Es temprano. Hace semanas que no había tenido ni las ganas ni la oportunidad de estar un jueves sentado frente al escritorio para escribir esta columna. Los embates del desino al fin han hecho naufragar mis ilusiones más nóveles y me han arrojado a un extraño lugar, la casa de mi primera soltería donde terminé de escribir mi primer libro y siete de los subsecuentes. Por si eso fuera poco, estoy de nuevo solo en el paraíso personal, considerando lo que Borges creía debía ser el paraíso: mi biblioteca. Así que, sin reparo y después de veintisiete días sin dormir bien, heme aquí, estoico y maltrecho para volver a la fascinante, lacerante y catártica tarea de escribir.
Pero el derrumbe de mi vida sentimental nada tiene que ver con el del cauce elevado de la Línea 12 del metro de la Ciudad de México. La noticia, por motivos de embriagues y desconsuelo, me llegó hasta el martes en el recorrido matutino de los diarios. Mi primera reacción fue la incredulidad, era imposible, impensable; aunque pensándolo bien, era altamente probable que ocurriera dado el historial infame de la obra. Al ver los videos, leer las notas y conocer los primeros testimonios de los testigos, los involucrados y sus familiares, un frio recalcitrante recorrió mi esqueleto ya columbrado por los kilos perdidos en el último mes.
Cómo todas las tragedias que han sacudido a este país, tiene mil rostros. Los de aquellos que la sufren en carne propia –los que caen, se golpean, son aplastados, mutilados, sangran, mueren– y los de aquellos que la sufren en carne ajena –los que llegan antes que nadie, ayudan, socorren, llaman a la ambulancia, sacan a los que aún están vivos, responde las llamadas de los móviles de aquellos ya no pueden escuchar–. Ahí estoy yo, absorto a la línea de acontecimientos que me muestra la red social; internamente mutilado y sangrante, olvidando mi tragedia personal e ínfima ante lo que mis ojos observan gracias a la tele-información digital.
“Los olivos” fue nombrada la estación más cercana a la conflagración, pero no hay aceitunas que degustar, sólo dolor y muerte. “Dar olivo” dicen los españoles para despedir, echar expulsar, tal como yo fui exiliado de la aceitunada piel de una mujer que ya se empeña en olvidarme.

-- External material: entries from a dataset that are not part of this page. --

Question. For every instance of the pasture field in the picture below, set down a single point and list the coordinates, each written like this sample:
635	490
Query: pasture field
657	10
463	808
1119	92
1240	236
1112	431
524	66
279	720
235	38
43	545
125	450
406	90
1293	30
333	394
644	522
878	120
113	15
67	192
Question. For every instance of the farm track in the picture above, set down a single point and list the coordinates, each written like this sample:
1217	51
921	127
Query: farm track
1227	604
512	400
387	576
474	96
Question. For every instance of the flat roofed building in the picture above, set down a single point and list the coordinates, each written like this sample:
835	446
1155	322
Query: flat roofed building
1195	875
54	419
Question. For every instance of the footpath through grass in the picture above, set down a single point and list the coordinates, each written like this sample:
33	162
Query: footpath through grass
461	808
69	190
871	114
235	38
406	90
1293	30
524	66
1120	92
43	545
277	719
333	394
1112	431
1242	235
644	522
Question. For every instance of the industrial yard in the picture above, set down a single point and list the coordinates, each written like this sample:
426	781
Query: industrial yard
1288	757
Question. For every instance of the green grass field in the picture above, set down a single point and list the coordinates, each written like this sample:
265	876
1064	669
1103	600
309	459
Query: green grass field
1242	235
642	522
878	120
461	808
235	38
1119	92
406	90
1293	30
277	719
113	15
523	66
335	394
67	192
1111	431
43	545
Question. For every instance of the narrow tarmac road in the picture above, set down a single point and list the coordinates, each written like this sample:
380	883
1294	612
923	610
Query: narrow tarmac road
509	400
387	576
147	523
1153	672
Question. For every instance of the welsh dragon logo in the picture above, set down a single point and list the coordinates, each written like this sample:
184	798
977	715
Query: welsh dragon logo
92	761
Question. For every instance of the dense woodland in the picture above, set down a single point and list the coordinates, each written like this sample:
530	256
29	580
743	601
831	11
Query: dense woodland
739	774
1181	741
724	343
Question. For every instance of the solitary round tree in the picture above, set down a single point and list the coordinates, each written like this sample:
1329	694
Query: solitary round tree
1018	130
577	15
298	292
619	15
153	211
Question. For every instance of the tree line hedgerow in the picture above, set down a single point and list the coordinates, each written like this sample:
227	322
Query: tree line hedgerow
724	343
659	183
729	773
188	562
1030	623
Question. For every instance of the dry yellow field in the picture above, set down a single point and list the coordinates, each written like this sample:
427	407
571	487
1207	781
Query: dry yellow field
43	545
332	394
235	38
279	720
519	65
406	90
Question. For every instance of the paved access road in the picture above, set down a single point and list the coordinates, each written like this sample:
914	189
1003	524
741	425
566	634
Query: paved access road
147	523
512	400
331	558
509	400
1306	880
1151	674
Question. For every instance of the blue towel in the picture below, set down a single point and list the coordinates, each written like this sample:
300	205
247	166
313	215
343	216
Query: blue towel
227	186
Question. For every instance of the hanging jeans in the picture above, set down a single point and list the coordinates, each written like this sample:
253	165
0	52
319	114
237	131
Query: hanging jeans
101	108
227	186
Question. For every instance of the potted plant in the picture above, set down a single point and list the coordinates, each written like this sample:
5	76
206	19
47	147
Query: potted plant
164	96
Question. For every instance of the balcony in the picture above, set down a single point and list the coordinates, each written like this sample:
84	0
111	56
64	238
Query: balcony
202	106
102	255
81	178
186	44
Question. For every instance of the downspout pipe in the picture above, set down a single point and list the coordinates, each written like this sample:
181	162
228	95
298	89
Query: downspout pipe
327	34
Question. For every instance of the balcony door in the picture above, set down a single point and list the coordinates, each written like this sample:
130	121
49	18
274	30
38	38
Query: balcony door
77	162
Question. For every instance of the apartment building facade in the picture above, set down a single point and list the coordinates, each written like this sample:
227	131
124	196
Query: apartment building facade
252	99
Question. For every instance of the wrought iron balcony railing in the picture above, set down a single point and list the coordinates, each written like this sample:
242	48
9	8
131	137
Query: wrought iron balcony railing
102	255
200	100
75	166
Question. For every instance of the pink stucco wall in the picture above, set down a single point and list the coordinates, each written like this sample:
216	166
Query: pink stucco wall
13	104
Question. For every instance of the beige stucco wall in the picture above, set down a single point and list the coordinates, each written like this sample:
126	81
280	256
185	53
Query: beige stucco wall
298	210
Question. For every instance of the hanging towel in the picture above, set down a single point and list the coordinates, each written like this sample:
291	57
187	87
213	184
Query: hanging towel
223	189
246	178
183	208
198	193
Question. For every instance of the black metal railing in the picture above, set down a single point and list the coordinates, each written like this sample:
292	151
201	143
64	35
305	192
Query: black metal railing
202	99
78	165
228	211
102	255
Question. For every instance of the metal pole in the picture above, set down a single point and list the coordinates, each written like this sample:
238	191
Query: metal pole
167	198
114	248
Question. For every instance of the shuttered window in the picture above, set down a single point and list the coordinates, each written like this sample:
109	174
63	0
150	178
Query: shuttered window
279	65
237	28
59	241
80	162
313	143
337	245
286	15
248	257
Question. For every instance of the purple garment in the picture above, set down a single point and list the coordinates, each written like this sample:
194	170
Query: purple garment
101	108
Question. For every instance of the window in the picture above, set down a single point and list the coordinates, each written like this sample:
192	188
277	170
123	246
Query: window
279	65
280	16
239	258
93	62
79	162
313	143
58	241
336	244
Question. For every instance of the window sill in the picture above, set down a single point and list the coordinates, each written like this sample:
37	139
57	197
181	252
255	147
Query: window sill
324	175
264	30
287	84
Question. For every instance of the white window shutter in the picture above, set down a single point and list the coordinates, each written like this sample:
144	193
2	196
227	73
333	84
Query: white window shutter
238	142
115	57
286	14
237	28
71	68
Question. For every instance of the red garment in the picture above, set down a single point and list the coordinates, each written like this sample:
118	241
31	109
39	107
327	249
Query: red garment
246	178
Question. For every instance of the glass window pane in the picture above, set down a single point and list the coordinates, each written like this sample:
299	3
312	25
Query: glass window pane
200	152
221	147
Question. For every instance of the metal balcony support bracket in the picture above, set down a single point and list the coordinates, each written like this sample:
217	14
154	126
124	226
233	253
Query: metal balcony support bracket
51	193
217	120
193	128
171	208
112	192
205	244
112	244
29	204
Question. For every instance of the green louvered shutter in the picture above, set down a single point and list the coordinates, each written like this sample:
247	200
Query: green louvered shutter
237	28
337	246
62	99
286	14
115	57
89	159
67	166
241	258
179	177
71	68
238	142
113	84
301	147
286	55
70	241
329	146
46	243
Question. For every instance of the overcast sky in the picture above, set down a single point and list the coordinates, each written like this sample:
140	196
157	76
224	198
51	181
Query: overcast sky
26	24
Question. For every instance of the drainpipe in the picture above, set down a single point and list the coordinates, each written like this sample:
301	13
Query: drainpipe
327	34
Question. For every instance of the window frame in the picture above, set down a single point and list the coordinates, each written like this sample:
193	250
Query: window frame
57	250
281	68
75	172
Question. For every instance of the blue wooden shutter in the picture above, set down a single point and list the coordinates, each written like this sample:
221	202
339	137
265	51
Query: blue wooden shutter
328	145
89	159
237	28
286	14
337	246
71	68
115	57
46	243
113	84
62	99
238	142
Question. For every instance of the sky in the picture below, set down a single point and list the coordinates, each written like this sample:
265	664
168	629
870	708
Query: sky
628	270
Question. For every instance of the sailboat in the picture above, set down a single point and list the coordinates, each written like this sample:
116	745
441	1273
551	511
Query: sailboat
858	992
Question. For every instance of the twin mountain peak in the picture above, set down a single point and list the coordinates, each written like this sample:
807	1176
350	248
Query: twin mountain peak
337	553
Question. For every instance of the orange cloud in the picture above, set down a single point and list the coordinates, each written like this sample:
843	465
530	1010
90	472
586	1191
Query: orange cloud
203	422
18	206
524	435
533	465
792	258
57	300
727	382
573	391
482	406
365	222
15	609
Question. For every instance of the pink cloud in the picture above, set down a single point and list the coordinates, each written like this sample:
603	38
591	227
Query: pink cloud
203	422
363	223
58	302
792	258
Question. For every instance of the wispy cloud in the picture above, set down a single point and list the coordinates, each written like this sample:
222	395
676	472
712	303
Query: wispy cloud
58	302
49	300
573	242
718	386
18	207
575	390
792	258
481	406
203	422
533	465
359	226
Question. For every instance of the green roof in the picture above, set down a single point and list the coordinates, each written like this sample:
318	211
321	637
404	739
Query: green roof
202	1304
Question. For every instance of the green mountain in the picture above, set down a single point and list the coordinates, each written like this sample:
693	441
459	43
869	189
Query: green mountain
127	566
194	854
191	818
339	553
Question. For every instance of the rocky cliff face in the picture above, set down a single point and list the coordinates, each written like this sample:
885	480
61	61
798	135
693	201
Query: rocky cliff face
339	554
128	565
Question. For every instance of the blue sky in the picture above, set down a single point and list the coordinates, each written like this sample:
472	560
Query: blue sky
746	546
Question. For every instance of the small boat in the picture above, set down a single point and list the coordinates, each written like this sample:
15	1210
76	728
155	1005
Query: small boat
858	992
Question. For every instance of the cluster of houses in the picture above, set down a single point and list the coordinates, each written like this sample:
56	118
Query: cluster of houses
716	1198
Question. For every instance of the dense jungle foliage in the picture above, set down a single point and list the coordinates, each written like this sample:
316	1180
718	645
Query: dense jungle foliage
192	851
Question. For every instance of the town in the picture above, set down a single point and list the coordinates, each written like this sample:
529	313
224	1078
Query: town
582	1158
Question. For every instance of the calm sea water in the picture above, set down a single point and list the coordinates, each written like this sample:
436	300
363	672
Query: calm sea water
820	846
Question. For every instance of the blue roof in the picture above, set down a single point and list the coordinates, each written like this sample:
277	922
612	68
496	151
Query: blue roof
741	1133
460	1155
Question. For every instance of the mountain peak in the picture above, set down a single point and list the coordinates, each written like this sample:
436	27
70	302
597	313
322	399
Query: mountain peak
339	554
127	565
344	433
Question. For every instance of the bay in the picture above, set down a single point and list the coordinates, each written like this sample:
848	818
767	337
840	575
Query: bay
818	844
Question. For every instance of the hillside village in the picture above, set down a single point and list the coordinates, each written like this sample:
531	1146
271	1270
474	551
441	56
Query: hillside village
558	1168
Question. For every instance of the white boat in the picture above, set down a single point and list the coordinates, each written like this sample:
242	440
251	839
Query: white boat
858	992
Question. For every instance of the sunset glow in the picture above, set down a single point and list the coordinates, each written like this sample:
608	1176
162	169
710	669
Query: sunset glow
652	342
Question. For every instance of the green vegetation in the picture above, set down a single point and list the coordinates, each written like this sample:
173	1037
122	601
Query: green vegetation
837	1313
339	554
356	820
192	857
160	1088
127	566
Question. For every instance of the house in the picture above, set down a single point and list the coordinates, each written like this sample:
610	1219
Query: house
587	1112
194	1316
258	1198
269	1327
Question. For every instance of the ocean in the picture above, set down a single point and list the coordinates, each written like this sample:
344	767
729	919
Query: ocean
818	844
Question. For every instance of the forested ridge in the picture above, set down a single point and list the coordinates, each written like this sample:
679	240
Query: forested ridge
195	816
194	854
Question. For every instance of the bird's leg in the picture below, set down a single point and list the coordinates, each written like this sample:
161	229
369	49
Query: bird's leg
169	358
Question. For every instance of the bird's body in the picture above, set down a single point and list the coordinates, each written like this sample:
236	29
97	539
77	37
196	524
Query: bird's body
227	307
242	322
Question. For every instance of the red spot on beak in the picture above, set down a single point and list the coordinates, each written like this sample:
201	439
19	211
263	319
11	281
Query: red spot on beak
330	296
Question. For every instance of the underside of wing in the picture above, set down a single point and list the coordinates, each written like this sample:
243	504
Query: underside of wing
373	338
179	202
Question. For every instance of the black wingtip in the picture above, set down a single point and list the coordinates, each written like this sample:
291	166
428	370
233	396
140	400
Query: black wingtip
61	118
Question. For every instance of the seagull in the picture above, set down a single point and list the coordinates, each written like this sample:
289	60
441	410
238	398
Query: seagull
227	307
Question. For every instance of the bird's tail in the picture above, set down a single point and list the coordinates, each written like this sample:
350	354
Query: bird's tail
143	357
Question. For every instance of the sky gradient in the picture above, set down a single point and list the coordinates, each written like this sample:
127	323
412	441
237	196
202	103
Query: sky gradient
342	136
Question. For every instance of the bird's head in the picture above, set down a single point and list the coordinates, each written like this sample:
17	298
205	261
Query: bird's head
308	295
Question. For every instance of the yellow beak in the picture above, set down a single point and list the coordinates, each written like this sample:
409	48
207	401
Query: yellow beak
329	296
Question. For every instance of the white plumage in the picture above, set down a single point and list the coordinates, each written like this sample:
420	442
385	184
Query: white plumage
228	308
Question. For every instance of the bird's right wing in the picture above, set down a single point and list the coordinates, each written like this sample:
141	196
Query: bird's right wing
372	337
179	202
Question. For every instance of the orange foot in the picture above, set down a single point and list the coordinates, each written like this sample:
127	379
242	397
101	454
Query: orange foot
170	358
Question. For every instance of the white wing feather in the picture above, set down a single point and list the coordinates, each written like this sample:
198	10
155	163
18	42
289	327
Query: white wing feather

Cinco de los siete vagones que conforman cada convoy ya habían pasado por el punto de quiebre dando el tiro de gracia a las través que retorcidas habían dejado de realizar la tarea para la que fueron fraguadas. Dos de ellos fueron al suelo con todo y su entraña de vida. En un instante, el pandemónium. Fierros retorcidos, carne sajada, vidas interrumpidas por una cadena de negligencia y corrupción que puede alcanzar a los dos (aparentes) delfines del presidente; Marcelo y Claudia, en ese orden. Claro que hay culpables, con nombre y apellido, funcionarios y contratistas que tomaron una decisión que beneficiaba sus bolsillos, pero también hay responsables que omitieron e hicieron de la vista gorda para amasar un capital político; y ahí no hay que dejar de ver a Mancera y Calderón.
En fin que los escombros, en esta casa y en Tláhuac, tardarán en levantarse y el dolor, mucho más en disiparse.
Paso cebra
En las últimas horas me entero del delicado estado de salud de un queridísimo amigo, César Espino de la Fuente. Xalapeño de nacimiento, hidalguense por adopción. Hombre de medios que formó parte del primer ejército de profesionales que levantaron y dieron forma al Sistema de Radio y Televisión de Hidalgo hace treinta y nueve años. Hombre de ideas y acción. Técnico, productor, guionista, locutor aficionado al rocanrol y defensor de la pulcritud de tradiciones y emblemas, en los últimos veinte años ha encabezado importantes cruzadas culturales que se han visto cristalizadas en eventos, festivales, lecturas, reconocimientos a pachuqueños destacados como Sergio Corona y, sobre todo, en el Centro Cultural Enrique Ruelas Espinosa en la comunidad de San juan Tilcuautla, a las afueras de Pachuca. Tú no te derrumbes César, que nos sostienes a muchos.